The order appealed from is clearly interlocutory in character; and, save where otherwise specially provided, it is only from "final" judgments of the district court over which we may exercise our revisory powers. See article 2078, Revised Statutes 1911. Articles 2079 and 2080 make certain exceptions to the operation of the general right of appeal given by article 2078; but the present appeal does not fall within any exception so provided. Article 2079 authorizes an appeal from an interlocutory order appointing a receiver or trustee under certain circumstances; and article 2080 authorizes appeals from interlocutory orders granting or dissolving temporary injunctions. An appeal, however, from an interlocutory order overruling a plea of privilege is not specified. The only article of the statute that in any event can be invoked in aid of the present appeal is article 1833, which reads: "Whenever a plea of privilege to the venue, to be sued in some other county than the county in which the suit is pending, shall be sustained, the court shall order the venue to be changed to the proper court of the county having jurisdiction of the parties and the cause; and the clerk shall make up a transcript of all the orders made in said cause, certifying thereto officially under the *662 seal of the court and transmit the same, with the original papers in the cause, to the clerk of the court to which the venue has been changed: Provided, that nothing herein shall prevent an appeal from the judgment of the court sustaining a plea of privilege." It is evident from a reading of the statute quoted that in terms an appeal only lies from the judgment of the court "sustaining a plea of privilege," and not from a judgment of the court, as here "overruling such plea." Giving the article quoted an interpretation that authorizes an appeal from the judgment of a court sustaining a plea of privilege, it is apparent that the article in its nature constitutes an exception to the general rule limiting appeals to final judgments.

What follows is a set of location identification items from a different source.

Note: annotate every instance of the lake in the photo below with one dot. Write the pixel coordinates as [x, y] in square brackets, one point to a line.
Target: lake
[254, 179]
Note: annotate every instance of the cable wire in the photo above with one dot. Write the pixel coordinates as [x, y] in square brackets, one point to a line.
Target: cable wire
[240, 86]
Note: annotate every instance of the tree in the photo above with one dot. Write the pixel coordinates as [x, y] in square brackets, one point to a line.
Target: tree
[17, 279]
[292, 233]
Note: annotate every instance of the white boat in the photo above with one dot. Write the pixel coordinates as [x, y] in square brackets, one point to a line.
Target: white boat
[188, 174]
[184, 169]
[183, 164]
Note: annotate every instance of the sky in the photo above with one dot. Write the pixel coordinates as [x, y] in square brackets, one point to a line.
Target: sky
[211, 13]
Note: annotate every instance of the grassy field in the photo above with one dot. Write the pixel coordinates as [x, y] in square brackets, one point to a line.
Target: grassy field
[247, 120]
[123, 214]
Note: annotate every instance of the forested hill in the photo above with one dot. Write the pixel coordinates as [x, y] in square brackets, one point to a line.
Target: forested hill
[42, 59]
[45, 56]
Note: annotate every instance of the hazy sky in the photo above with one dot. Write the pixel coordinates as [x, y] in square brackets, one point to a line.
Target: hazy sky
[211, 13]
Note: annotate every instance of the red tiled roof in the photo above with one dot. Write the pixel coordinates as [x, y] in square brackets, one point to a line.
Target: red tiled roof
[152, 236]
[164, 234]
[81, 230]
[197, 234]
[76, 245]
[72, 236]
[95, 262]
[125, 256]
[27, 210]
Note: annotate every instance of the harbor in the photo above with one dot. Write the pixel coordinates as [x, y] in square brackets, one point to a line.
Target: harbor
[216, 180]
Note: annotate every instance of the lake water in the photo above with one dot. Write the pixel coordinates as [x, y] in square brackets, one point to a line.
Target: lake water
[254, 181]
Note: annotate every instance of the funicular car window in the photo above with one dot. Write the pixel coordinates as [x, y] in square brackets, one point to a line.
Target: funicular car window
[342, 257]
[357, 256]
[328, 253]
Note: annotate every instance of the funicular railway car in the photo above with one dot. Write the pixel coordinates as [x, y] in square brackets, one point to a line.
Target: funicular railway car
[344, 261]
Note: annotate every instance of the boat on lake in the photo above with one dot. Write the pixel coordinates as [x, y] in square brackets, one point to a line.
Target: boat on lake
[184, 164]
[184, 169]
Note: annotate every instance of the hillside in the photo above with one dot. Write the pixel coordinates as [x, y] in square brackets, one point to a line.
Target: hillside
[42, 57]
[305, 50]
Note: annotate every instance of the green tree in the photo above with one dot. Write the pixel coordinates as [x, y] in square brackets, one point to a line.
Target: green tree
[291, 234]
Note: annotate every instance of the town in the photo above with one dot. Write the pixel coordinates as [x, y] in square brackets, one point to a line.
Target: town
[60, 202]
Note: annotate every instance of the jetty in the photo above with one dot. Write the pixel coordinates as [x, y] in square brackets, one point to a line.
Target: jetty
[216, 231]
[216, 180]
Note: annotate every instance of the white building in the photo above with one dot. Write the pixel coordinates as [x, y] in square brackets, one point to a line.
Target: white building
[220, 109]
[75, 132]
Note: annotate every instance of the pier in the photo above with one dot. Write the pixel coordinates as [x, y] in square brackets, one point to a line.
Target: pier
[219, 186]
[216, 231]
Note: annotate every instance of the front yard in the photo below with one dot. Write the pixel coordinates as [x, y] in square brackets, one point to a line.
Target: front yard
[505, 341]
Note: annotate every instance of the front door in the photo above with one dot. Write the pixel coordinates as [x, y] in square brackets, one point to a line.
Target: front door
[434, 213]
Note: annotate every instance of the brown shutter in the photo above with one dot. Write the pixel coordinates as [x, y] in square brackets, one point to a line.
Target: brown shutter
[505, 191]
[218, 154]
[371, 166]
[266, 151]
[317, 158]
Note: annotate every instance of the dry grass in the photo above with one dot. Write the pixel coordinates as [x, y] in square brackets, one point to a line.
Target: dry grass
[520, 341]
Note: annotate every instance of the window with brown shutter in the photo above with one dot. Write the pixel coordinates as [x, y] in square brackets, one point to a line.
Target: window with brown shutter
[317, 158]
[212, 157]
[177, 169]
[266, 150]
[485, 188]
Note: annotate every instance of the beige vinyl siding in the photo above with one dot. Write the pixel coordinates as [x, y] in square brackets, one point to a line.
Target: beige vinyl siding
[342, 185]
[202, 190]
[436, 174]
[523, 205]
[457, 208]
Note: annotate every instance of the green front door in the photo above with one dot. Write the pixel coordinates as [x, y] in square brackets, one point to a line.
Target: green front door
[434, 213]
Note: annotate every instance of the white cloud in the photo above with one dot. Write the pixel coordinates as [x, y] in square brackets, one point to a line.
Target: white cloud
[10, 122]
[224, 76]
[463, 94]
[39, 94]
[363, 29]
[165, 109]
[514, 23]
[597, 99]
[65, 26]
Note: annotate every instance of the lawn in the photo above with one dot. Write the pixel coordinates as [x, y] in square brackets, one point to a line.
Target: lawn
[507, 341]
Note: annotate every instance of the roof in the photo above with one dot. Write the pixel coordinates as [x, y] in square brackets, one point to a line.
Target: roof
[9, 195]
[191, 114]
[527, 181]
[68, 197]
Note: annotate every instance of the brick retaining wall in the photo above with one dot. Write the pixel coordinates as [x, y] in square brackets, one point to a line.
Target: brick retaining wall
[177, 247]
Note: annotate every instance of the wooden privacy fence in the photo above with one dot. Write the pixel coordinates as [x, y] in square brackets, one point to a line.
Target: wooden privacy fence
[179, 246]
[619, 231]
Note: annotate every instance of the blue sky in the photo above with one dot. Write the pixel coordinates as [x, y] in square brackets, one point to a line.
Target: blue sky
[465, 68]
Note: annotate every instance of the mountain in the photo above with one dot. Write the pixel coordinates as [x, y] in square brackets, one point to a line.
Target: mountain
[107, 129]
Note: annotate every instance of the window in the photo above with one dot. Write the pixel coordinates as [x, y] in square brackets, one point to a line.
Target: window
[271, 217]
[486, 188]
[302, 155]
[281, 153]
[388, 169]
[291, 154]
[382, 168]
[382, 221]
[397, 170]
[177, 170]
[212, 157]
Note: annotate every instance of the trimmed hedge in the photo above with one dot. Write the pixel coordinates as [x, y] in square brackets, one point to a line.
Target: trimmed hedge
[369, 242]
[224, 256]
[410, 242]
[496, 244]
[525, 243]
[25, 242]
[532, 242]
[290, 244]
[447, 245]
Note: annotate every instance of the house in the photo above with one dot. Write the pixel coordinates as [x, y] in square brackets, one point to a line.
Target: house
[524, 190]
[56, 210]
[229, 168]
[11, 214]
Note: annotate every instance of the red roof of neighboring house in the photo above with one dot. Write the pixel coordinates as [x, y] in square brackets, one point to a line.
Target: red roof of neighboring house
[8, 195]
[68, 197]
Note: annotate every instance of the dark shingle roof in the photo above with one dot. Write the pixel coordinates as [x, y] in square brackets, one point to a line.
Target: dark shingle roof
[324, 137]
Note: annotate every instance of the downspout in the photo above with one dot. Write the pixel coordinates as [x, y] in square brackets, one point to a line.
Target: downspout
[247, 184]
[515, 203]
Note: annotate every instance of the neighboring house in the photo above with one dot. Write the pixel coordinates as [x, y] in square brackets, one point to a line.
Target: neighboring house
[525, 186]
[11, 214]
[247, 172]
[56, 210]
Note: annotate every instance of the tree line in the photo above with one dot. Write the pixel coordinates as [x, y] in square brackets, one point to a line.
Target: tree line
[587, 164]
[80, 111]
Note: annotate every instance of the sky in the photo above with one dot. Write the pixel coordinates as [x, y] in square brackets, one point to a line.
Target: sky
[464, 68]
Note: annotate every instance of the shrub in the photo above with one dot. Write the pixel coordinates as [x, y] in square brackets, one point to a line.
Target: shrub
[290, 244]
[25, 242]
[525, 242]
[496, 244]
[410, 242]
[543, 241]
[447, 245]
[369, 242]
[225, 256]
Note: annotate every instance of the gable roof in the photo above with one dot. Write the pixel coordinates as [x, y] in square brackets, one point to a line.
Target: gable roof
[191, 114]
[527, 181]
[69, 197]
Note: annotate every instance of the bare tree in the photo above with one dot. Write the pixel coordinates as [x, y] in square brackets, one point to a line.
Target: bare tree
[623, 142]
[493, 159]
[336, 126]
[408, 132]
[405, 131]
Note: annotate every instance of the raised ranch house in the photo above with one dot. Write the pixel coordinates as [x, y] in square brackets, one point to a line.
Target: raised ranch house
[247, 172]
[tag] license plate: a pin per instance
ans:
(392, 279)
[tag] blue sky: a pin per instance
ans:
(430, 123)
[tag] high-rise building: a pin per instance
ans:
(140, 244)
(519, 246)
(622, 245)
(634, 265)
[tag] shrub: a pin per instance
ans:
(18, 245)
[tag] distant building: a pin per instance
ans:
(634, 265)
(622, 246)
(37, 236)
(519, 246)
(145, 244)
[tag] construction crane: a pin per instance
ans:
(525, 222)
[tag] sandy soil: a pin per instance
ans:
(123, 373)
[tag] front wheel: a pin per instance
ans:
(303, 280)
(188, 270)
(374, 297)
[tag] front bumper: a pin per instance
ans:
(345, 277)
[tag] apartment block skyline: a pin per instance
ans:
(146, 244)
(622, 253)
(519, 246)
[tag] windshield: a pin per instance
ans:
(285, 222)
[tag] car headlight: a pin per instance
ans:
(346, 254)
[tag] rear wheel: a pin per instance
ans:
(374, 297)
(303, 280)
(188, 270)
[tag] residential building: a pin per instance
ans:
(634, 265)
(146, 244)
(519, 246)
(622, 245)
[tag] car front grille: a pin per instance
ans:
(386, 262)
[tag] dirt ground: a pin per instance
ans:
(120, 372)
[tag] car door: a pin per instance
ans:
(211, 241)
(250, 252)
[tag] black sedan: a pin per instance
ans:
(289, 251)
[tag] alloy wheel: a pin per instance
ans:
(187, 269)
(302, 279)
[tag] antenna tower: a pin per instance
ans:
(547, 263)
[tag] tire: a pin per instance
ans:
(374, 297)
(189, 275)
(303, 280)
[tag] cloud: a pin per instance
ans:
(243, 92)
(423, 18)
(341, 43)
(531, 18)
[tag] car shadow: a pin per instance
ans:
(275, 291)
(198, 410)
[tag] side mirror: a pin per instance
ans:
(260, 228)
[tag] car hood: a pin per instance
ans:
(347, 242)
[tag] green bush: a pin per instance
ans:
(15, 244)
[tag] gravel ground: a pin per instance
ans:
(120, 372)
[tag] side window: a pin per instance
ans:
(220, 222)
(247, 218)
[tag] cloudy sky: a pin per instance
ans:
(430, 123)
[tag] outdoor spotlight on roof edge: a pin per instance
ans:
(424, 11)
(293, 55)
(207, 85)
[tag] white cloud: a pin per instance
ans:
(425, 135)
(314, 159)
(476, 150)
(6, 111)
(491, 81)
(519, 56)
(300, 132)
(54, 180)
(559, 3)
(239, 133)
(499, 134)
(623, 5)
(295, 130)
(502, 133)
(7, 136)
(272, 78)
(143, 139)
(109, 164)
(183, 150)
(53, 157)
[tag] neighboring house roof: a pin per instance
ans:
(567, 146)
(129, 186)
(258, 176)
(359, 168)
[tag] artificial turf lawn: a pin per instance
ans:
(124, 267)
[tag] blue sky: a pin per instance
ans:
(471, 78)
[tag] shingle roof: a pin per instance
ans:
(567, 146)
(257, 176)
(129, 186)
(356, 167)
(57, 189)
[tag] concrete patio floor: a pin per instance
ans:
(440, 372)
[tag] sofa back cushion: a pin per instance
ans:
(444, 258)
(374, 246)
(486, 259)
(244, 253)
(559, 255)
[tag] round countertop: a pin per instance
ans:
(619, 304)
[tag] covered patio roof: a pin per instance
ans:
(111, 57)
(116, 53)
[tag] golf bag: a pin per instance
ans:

And it is a familiar rule of construction that exceptions to a statute of general terms cannot be enlarged so as to include cases not embraced within the exceptions by mere implications or parity of reason. See Tyson, Adm'x, v. Britton, 6 Tex. 222; Roberts v. Yarboro, 41 Tex. 449; Sutherland on Statutory Construction, §§ 223, 224. As illustrating this rule of construction, see Baumberger v. Allen, 101 Tex. 352,107 S.W. 526, where it was held by our Supreme Court that, under the statute conferring the right of appeal from orders "granting or dissolving" temporary writs of injunction, an appeal from an order "refusing" to dissolve such a writ did not lie. See, also, Bledsoe et al. v. United Brothers of Friendship and Sisters of the Mysterious Ten,131 S.W. 256.

We conclude that we have no jurisdiction over the present appeal, and that it must be dismissed. It is accordingly so ordered.